インフラエンジニアを辞めたい人へ|続けるべきか判断する方法と経験を活かせるキャリアパスを紹介
2026年04月24日更新
「夜勤明けに障害対応が続き、もう限界かもしれない」 「同年代と比べて年収が上がっていない気がする」
インフラエンジニアとして数年働く中で、こうした疲弊や焦りを感じはじめている人は多くいます。
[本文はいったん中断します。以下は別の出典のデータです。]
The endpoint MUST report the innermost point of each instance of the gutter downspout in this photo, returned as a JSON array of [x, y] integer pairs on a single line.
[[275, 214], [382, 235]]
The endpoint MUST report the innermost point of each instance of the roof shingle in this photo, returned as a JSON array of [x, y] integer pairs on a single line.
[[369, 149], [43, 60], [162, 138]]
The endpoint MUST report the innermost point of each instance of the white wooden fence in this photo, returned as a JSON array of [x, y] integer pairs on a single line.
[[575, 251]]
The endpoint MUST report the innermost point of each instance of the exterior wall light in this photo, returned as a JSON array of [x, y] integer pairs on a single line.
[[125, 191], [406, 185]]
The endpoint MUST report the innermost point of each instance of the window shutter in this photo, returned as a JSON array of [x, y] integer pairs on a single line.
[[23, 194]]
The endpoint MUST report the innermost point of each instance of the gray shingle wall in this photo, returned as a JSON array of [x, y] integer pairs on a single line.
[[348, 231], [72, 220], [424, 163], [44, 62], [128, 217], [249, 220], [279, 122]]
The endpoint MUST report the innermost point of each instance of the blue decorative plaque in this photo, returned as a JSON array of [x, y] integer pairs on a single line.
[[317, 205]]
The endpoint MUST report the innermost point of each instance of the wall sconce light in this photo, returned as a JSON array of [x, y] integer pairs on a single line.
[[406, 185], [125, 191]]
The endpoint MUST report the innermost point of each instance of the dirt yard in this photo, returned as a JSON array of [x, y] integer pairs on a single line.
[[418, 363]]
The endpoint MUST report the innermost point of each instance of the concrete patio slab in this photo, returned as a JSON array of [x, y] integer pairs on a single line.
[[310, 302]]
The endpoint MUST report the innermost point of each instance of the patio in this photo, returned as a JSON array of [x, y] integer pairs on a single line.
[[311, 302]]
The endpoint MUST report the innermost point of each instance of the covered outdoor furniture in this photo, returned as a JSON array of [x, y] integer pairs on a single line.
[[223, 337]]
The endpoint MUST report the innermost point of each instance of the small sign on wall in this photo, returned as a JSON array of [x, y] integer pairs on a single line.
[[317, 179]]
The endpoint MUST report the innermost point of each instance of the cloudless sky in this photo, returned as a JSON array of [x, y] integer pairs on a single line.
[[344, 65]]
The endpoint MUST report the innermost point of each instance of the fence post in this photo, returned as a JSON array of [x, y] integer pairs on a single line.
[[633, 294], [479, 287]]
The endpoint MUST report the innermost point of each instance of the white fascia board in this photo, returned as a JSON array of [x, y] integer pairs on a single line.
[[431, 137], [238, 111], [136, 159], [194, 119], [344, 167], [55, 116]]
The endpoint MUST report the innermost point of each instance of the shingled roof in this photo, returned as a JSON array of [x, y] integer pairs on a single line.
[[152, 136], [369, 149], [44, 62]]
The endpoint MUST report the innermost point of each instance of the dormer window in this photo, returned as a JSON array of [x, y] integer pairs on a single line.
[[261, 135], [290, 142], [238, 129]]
ただ、「辞めたい」という気持ちが強くなっているとき、それが「今の会社への不満」なのか「インフラエンジニアという職種そのものへの限界」なのかを整理しないまま転職すると、同じ悩みを繰り返すリスクがあります。
本記事では、インフラエンジニアを辞めたいと感じる典型的なパターンを整理したうえで、続けるべきか・辞めるべきかの判断基準、円満退職の手順、転職後に活かせるキャリアパスまでを順を追って解説します。

著者
五嶋 司
(Goto Tsukasa)
高校卒業後、公的機関にて実務経験を積んだのち、IT・Web・ゲーム業界特化の人材紹介会社Geeklyへ転身 。入社1年足らずでチームリーダーへ昇進し、計5度のMVPを受賞するなど、一貫して高い目標を達成し続けています 。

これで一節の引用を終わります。